# "Cyprian Prince" (Built1937)



## samdar (Apr 20, 2007)

Would welcome any Information on the Cyprian Prince (3). I know that she was escorted in 1940 ,carrying urgent war stores to Scapa Flow by HMS Exmouth. Any Information would be gratefully received .
Best regards SAMDAR


----------



## gdynia (Nov 3, 2005)

6th April 1941 sunk in air attack at Piraeus


----------



## samdar (Apr 20, 2007)

HI gdynia,Thanks for that bit of Info'. My father was one of the Exmouth's 
crew. samdar


----------



## Keltic Star (Jan 21, 2006)

CYPRIAN PRINCE (3) was built in 1936 by Furness Shipbuilding Co. at Haverton Hill with a tonnage of 1988grt, a length of 296ft 4in, a beam of 44ft 2in and a service speed of 10 knots.

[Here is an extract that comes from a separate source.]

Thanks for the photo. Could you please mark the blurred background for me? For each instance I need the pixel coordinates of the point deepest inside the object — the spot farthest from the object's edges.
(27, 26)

Sister of the Arabian Prince she entered the Mediterranean service in January 1937. In early 1940 she was being escorted by HMS Exmouth when, on 21st January, the latter was torpedoed and sunk by U-22 with heavy loss of life. On 6th April 1941 she was one of four ships sunk by parachute mines dropped by German aircraft at Piraeus during the Allied campaign in Greece. 
An Archaeological Expedition has been set up to locate and identify the present site of HMS Exmouth. For more details about the sinking and for information about the expedition visit www.HMSExmouth.com


----------



## samdar (Apr 20, 2007)

*Re Cyprian Prince (3)*

Hi , Thanks for the Info' K.C.,that puts all the fragments of Info' I have into perspective. Best Regards samdar
====================================
If it aint broke ,don't fix it


----------



## samdar (Apr 20, 2007)

*Cyprian Prince*

My apologies, I meant K.S. samdar


----------



## gdynia (Nov 3, 2005)

Samdar
I came across this webpage by accident searching for something else

http://www.probeonmedia.org/page6.htm


----------



## samdar (Apr 20, 2007)

gdynia
That made great reading even though it was cyprian prince(1V) built 1949.She had three name changes,:-1967, Agios Dionisios (Anastassis shipping) Famagusta, 1972, Irene's Wish (Starshine Cia.Naviera S.A. Piraeus. and finally1973, Fulmer Trader (Zeus Enalos Nav. Ltd) Famagusta. !976,Jan 10,Bound forSpezia-Lagos,suffered severe damage in an engine room fire .Towed into Palma de Majorca. Feb14:Sank in tow off Palermo,bound Piraeus for inspection and repairs. Best regards samdar. If it aint broke,don't fix it


----------



## Keltic Star (Jan 21, 2006)

I'm not sure but I think this is a pic of Cyprian Prince (3). Danube4 has a pic of Cyprian Prince (4) in his gallery, which is definately the one I sailed on.


----------



## samdar (Apr 20, 2007)

you're right K.S. that is cyprian prince (3). samdar

If it aint broke ,don't fix it


----------



## athinai (Jan 18, 2006)

Hi Samdar,

I Sailed on ''Cyprian Prince IV'' on her first voyage as ''Agios Dionisios'' back then, What a Wonderful and profitable Ship. It was the Captains first experience as a Ship Owner and It turned out to be a real adventure. All the Way to USA, Australia, Pacific Islands, B.C. and back. He Made enough Money to Buy another ship and always wondered why it was sold to him in the first place. 
Great Memories and a real eye opener to Business.


----------



## samdar (Apr 20, 2007)

*Cyprian Prince*

Athinai
You mean Cyprian Prince 1V, completed in 1949 for Prlnce ,Furness Withy @ co.
1967,Renamed Agios Dionisios by Anastassis Shipping, Famagusta
1972, Sold to Starshine Cia.Naviera.S.A.Piraeus and renamed Irene's Wish
1973,.Became Fulmer Trader of Zeus Enalios Nav. Ltd Famagusta
1976 Jan 10: Bound Spezia - Lagos, suffered severe damage in an engine room fire . Feb 14: sank,in tow,off Palermo,bound Piraeus for inspection and unlikely repairs.


----------



## athinai (Jan 18, 2006)

Samdar,
Yep, thats the one, Agios Dionisios.


----------